Jungkook peşinde Yoongi ile oturma odasına uyuyan arkadaşlarını uyandırmak için girdiğinde gördüğü manzarayla kahkaha atacakken Taehyung yerinden fırlayıp elini ağzına kapattı. Yoongi de Jungkook'un arkasından çıkıp ne olduğuna baktığında gözleri büyüyüp ağzı "0" şeklini aldı.
Jimin elinde siyah keçeli kalemle, bacağını yastığına sarıp horul horul uyuyan Seokjin'in başına çömelmiş, alnına bir şeyler yazıyordu. Jimin'in munzurca gülen suratına bakıp olacaklar için heyecanlandı Yoongi.Görev tamamlanınca ayaklanıp ellerini sessizce birbirine çırptı Jimin. Sonra Taehyung'u da tekrar kollarının arasına alıp uyuma numarası yaptılar.

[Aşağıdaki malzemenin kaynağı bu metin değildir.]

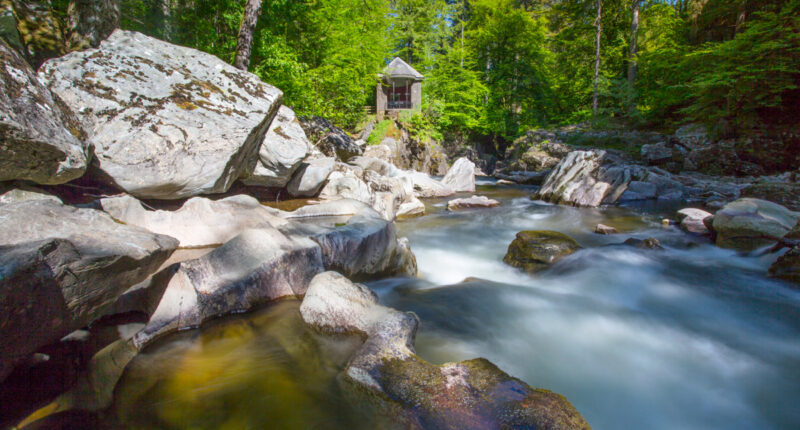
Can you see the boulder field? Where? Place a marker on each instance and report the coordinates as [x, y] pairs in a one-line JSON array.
[[163, 126]]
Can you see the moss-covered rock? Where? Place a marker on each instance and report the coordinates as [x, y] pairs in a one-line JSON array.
[[535, 250], [787, 266]]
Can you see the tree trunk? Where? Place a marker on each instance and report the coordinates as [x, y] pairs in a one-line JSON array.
[[599, 25], [244, 46], [634, 36], [91, 22]]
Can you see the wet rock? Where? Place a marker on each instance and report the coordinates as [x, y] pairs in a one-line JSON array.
[[649, 243], [42, 140], [166, 121], [386, 373], [362, 246], [787, 266], [280, 154], [604, 229], [586, 178], [743, 223], [411, 208], [63, 268], [200, 222], [310, 177], [461, 176], [536, 250], [692, 220], [331, 140], [425, 186], [783, 193], [257, 266], [472, 202]]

Jungkook da Yoongi'nin bileğinden kavrayıp odadan çıktı. Kapıyı sessizce kapattı.
"Çaktırma tamam mı?" diye gülerken bu sefer büyük bir gürültüyle girdiler odaya.
"Hadi kalkın lan! Okula geç kalıcaz, öğlen oldu!"
Seokjin başkan olduğundan sorumlulukları aklına gelip hemen yerinden fırlarken Yoongi güldüğü farkedilmesin diye arkasına dönüp saate bakmış gibi yaparak elini ağzına götürdü.
Dağınık saçları, şişmiş suratı ve en önemlisi de alnındaki yazıyla Seokjin'e gülmemek elde değildi.
Seokjin yan tarafına dönüp sarmaş dolaş şekilde uyuyan(!) ikiliyi uyandırmaya çalışırken Jungkook sesinde saklayamadığı dalga tonuyla "Ben onları uyandırırım. Annem kahvaltı hazırlamış. Biz Yoongi'yle buraları toparlayana kadar sen de ekmek alsana" dedi.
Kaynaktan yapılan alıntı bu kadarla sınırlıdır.